RCLCombiner_nonzero_couples

The module formalizes selection between branches of the Recognition Composition Law family $F(xy) + F(x/y) = 2F(x) + 2F(y) + c F(x)F(y)$. The RCL combiner is the polynomial $P(u,v) = 2u + 2v + c uv$. The interaction defect of any combiner $P$ at a pair $(u,v)$ is $ΔP(u,v) := P(u,v) - P(u,0) - P(0,v) + P(0,0)$, which vanishes for all pairs precisely when $P$ is separately additive. Upstream lemma interactionDefect_RCLCombiner states that this defect equals $c u v$ for the RCL combiner. The module document notes that a coupling combiner is required by the strengthened (L4*) and that this is equivalent to $c ≠ 0$, thereby excluding the additive branch.

The proof is a one-line wrapper that applies interactionDefect_RCLCombiner to reduce the defect at (1,1) to the scalar $c$, then uses simpa to obtain the contradiction with the hypothesis $c ≠ 0$.

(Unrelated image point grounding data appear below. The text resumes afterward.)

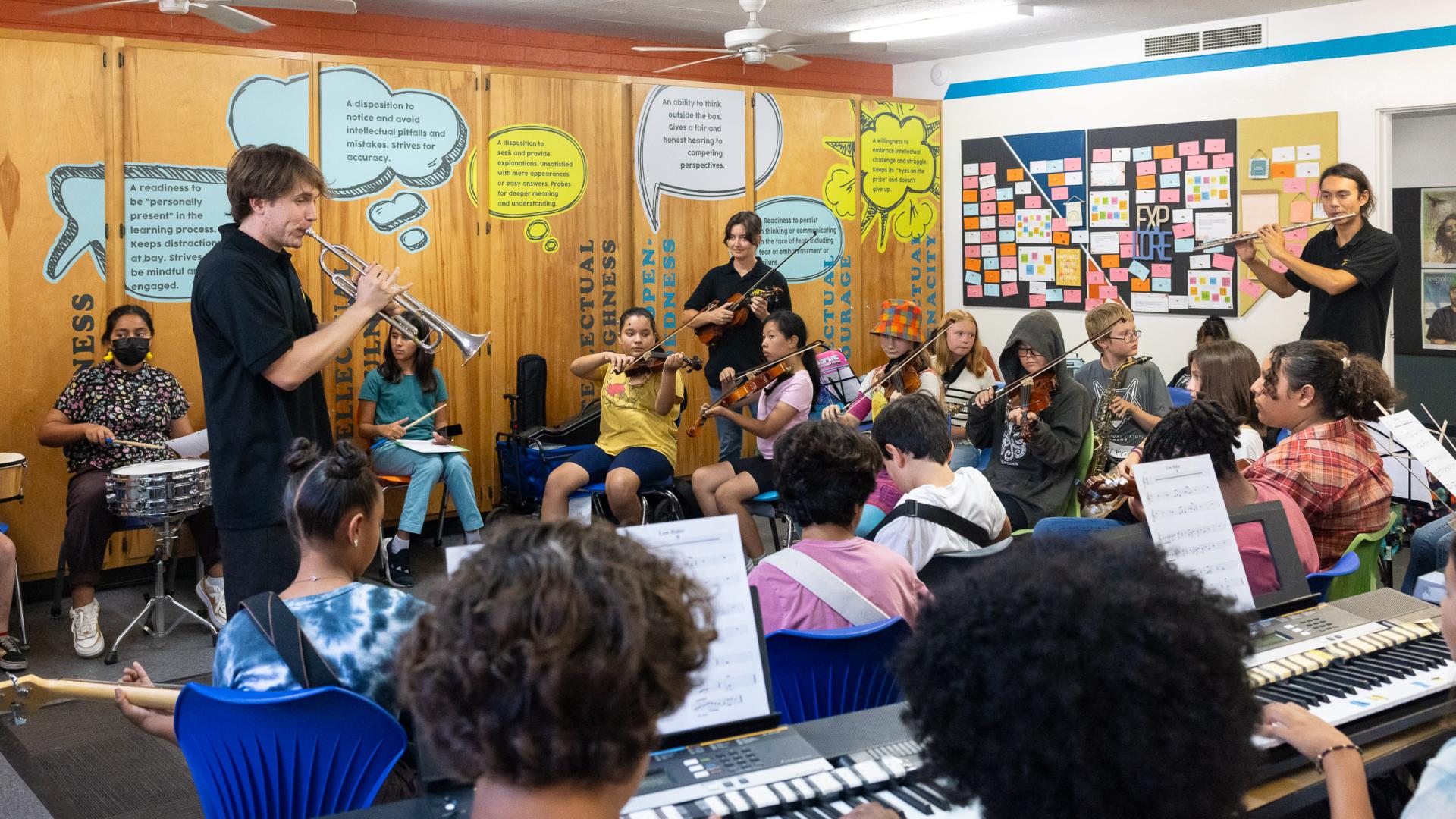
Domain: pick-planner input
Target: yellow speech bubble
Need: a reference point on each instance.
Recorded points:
(535, 171)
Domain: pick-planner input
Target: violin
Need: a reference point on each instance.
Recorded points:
(653, 363)
(755, 382)
(740, 303)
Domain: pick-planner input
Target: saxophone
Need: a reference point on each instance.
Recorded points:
(1103, 420)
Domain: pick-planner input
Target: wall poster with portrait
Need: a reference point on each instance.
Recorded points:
(1424, 222)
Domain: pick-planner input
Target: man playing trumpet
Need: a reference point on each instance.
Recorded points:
(261, 350)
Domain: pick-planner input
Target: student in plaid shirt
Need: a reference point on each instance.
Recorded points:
(1329, 464)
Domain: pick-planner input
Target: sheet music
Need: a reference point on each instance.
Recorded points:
(1423, 445)
(731, 687)
(190, 447)
(1187, 518)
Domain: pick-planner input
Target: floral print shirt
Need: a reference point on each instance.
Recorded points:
(139, 407)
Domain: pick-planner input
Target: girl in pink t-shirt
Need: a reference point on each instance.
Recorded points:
(724, 487)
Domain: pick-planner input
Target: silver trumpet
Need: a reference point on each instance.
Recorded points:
(436, 327)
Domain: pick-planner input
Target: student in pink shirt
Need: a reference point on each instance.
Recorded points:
(1204, 428)
(826, 471)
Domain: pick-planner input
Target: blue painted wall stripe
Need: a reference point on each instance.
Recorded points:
(1411, 39)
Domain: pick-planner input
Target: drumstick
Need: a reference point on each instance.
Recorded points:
(136, 444)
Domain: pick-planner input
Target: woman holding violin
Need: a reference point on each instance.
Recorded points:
(728, 309)
(783, 392)
(641, 394)
(1037, 423)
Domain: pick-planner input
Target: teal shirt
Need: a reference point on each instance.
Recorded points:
(403, 400)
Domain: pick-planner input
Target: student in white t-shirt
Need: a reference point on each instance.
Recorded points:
(723, 487)
(916, 447)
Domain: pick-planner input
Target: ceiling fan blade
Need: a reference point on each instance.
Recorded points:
(683, 49)
(696, 63)
(836, 49)
(329, 6)
(240, 22)
(92, 6)
(785, 61)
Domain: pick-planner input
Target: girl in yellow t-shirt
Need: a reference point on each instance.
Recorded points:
(638, 442)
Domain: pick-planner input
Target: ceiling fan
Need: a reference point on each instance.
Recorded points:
(759, 46)
(221, 12)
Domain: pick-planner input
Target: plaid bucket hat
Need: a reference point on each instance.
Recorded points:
(900, 318)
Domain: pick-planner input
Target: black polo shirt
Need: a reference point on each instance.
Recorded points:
(742, 347)
(248, 309)
(1356, 316)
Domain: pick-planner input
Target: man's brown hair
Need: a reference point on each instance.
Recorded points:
(267, 172)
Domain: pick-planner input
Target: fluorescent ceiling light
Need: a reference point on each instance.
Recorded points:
(941, 27)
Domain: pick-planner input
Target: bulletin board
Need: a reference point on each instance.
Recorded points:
(1072, 219)
(1280, 159)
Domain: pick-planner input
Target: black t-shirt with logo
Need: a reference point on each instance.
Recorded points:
(1356, 316)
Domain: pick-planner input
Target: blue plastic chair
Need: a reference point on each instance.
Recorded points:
(286, 754)
(821, 673)
(1347, 564)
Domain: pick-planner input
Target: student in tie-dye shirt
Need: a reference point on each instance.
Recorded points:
(332, 506)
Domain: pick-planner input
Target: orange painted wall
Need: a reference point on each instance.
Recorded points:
(414, 38)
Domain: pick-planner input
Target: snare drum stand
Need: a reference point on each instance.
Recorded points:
(166, 526)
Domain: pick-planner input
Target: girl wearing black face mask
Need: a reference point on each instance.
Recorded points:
(120, 398)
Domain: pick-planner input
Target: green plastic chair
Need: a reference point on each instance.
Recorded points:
(1366, 577)
(1074, 509)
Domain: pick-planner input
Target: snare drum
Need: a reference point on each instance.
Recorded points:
(12, 475)
(159, 488)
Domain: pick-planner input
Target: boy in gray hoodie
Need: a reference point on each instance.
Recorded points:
(1033, 475)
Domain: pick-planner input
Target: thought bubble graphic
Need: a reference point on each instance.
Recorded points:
(788, 222)
(77, 194)
(270, 110)
(403, 207)
(689, 145)
(414, 240)
(373, 134)
(900, 171)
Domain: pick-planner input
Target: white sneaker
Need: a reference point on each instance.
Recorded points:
(215, 601)
(86, 630)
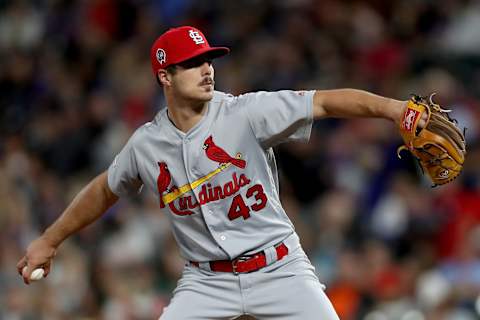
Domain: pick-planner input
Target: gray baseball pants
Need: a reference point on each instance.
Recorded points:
(285, 289)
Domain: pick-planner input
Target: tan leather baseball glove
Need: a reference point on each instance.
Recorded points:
(439, 146)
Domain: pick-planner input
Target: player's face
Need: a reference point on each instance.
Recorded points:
(194, 79)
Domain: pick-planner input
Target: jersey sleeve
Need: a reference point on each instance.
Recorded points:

This result is invoked by the downstream theorem RCLCombiner_isCoupling_iff to obtain the full equivalence 'RCL combiner is coupling iff $c ≠ 0$'. It supplies the concrete witness needed for the branch-selection argument in RS_Branch_Selection.tex, which strengthens composition consistency to force the bilinear branch whose representative is $J(x) = ½(x + x^{-1}) - 1$. In the Recognition Science chain this isolates J-uniqueness (T5) by ruling out the additive solution.